PrimitiveChatCoworkCode
Unit of workNew chatNew taskNew session
OrganizationProjectsProjects + PinnedWorkspaces + Pinned
CustomizationCustomizeCustomizeCustomize
AutomationScheduledRoutines
Output galleryArtifacts
Parallel workDispatch (New)Dispatch (New)

Four Patterns Worth Naming

1. The unit of work tells the story.

  • Chat → conversation (ephemeral, iterative, thinking)
  • Task → scoped work (bounded, finishable, delegated)
  • Session → stateful work (long-running, resumable, developer-shaped)

The vocabulary alone teaches what each surface is for. Read it to learners out loud on Session 1 and the three doors stop feeling interchangeable.

2. Automation scales with surface power.

  • Chat has none.
  • Cowork has Scheduled — simple cadence, bounded to one project.
  • Code has Routines — flexible, cross-project.

More powerful surface, more automation exposed. Not a coincidence — a design philosophy.

3. Customize is shared. The same Customize button lives in all three surfaces. Skills, connectors, and plugins are account-level — install them once, they’re available everywhere. Say this explicitly so learners don’t try to set up Gmail three separate times.

4. Dispatch is cross-surface (and new). It shows up in both Cowork and Code, marked “New.” This means Dispatch is a parallel-work feature, not a Cowork-only one. Mention it once, don’t teach it, move on.


Teaching Implications

This asset is the single slide that orients the entire curriculum. A few placement notes:

  • Session 1 opener — show all three sidebars side by side. Let learners pick out their own observations before you label them.
  • Session 2 — zoom in on the Chat sidebar. Walk through New chat, Projects, Customize, Artifacts.
  • Session 3 — zoom in on Customize (works from any surface). This is where skills and connectors get installed.
  • Session 4 — zoom in on the Cowork sidebar. New task, Projects, preview Scheduled.
  • Across all sessions — come back to the master comparison table at the end of each session. It’s the compass.

Landmark Language

A few phrases worth committing to memory. These travel across the whole curriculum.

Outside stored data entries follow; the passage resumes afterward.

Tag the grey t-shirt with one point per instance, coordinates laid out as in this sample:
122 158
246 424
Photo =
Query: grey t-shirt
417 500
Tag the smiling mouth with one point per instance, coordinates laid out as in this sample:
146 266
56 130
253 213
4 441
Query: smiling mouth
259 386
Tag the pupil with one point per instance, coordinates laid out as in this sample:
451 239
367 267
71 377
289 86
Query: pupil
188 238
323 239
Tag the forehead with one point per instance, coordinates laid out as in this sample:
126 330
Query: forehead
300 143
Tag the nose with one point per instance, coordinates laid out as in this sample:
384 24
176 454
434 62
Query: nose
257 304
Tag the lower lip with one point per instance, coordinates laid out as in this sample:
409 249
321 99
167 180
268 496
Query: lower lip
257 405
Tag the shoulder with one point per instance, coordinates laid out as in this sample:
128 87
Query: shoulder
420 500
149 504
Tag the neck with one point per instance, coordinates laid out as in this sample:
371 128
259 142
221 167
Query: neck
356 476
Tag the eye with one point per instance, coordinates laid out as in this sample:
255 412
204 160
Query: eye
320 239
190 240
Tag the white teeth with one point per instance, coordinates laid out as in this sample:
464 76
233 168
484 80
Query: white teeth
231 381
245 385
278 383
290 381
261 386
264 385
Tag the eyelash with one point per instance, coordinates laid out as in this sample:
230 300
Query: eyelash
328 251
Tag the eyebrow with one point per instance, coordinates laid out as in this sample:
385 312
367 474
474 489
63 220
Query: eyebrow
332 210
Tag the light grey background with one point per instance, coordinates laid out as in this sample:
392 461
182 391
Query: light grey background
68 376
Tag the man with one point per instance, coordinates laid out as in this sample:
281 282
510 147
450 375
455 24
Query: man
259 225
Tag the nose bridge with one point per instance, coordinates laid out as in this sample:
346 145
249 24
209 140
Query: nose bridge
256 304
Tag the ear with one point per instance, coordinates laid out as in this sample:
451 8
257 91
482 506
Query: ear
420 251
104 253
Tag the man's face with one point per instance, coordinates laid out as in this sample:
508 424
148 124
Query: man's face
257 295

  • The three doors are Chat, Cowork, and Code.
  • Chat has Artifacts. Cowork has Scheduled. Code has Routines. The absence of each tells you what the surface is for.
  • A chat is ephemeral. A task is scoped. A session is stateful.
  • Customize is the same button in all three — skills and connectors are account-level.
  • Pinned means “you’ll come back to this.”
  • Dispatch is cross-surface — it’s in both Cowork and Code because it’s about parallel work, not about the surface.
  • Code’s sidebar is diagnostic — if you look at it and it feels right, you’re probably ready for Code. If it feels like too much, Cowork is the right door.

Say these enough and learners start using them on their own. That’s the real test.